Boom, Boom, Boom
- Loudspeakers are also known as ‘speakers’ and they convert and project sound in response to an electric signal.
- Loudspeakers are found in most radios, music players and TV receivers, and can be also found in many other electrical devices that produce sound.
- In 1861, Johann Philipp Reis put a loudspeaker in his telephone, and in 1876, Alexander Graham Bell gained a patent for a loudspeaker as part of his telephone, and Ernst Siemens, a German, patented an improved loudspeaker in 1877.
- Loudspeakers can be either wired using audio cables, or wireless with the speaker transmitting sound via radio signals.

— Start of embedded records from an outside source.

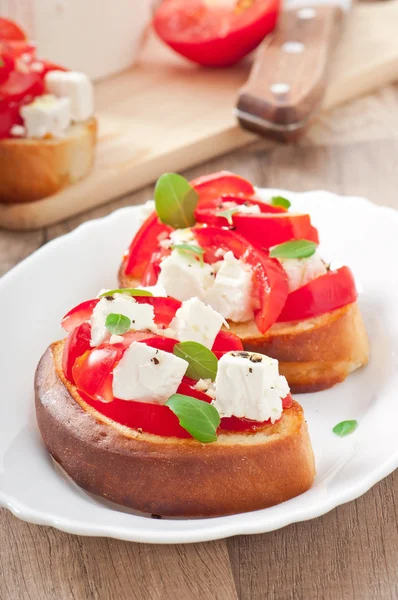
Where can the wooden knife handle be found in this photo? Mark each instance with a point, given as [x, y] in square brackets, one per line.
[288, 78]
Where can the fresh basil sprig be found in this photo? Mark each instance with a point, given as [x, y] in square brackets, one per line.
[128, 291]
[117, 324]
[345, 428]
[175, 201]
[190, 249]
[294, 249]
[197, 417]
[280, 201]
[202, 362]
[227, 213]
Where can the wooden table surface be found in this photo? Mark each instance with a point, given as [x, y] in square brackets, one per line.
[350, 553]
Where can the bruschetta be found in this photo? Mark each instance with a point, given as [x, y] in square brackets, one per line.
[259, 266]
[174, 426]
[47, 126]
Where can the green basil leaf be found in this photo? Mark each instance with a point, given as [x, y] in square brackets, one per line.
[197, 417]
[345, 428]
[117, 324]
[129, 291]
[227, 213]
[280, 201]
[294, 249]
[202, 362]
[175, 201]
[190, 248]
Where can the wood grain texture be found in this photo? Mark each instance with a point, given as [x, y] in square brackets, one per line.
[350, 553]
[168, 114]
[285, 89]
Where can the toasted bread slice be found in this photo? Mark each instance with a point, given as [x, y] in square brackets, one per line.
[170, 476]
[33, 169]
[313, 354]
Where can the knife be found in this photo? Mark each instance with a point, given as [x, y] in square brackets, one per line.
[289, 74]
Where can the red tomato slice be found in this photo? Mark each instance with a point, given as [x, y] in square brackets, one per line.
[9, 116]
[20, 87]
[226, 341]
[152, 270]
[215, 36]
[78, 315]
[48, 66]
[321, 295]
[144, 244]
[17, 49]
[10, 30]
[207, 212]
[76, 344]
[240, 424]
[7, 65]
[92, 371]
[270, 281]
[164, 308]
[267, 230]
[215, 185]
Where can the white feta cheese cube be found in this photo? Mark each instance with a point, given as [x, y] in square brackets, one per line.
[196, 322]
[302, 270]
[46, 116]
[147, 374]
[75, 86]
[242, 208]
[231, 293]
[249, 385]
[182, 276]
[141, 316]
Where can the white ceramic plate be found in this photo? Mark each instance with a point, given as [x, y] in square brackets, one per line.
[35, 295]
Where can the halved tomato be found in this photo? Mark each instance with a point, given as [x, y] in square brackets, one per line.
[215, 34]
[144, 245]
[328, 292]
[215, 185]
[10, 30]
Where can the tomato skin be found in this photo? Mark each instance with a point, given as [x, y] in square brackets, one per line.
[164, 308]
[270, 280]
[10, 30]
[215, 185]
[328, 292]
[7, 65]
[207, 212]
[93, 371]
[214, 37]
[267, 230]
[76, 344]
[82, 312]
[144, 244]
[242, 424]
[226, 341]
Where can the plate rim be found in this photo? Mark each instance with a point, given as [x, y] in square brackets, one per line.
[215, 527]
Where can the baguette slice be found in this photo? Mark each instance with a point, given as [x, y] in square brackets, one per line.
[170, 476]
[33, 169]
[313, 354]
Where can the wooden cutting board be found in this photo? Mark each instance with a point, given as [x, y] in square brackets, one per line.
[167, 115]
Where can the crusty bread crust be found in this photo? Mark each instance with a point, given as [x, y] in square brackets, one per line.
[313, 354]
[33, 169]
[170, 476]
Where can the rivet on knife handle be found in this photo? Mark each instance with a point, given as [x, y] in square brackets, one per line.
[288, 78]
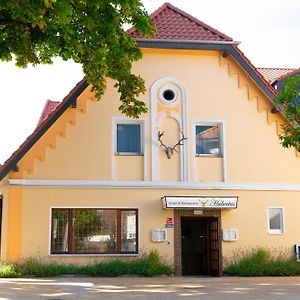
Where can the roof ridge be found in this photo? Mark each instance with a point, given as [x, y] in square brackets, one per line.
[187, 15]
[294, 72]
[201, 28]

- The position of a loudspeaker in a room, as well as the position of the person, the size of the room, and how sound absorbing the room is, all affect the sound quality coming from the speaker.
- The most common type of speakers uses a cone that is attached to an electromagnet, which responds to an electrical signal, causing the cone to vibrate and produce sound.
- Many different types of loudspeakers have been produced over the years, including horn, electrostatic, magnetostrictive, bending wave, flat panel, plasma arc and digital loudspeakers.
- Loudspeakers are usually housed in a type of box, so the sound waves at the back and the sound waves at the front don’t interfere with each other and negatively affect the sound quality.
- Loudspeakers often have different drivers to reproduce different frequencies of sound, and these are called ‘woofers’, ‘sub woofers’, ‘tweeters’, ‘supertweeters’ and ‘mid-range speakers’.
- Loudspeaker cones or diaphragms are usually made from paper, polypropylene or aluminium, or a combination of these materials.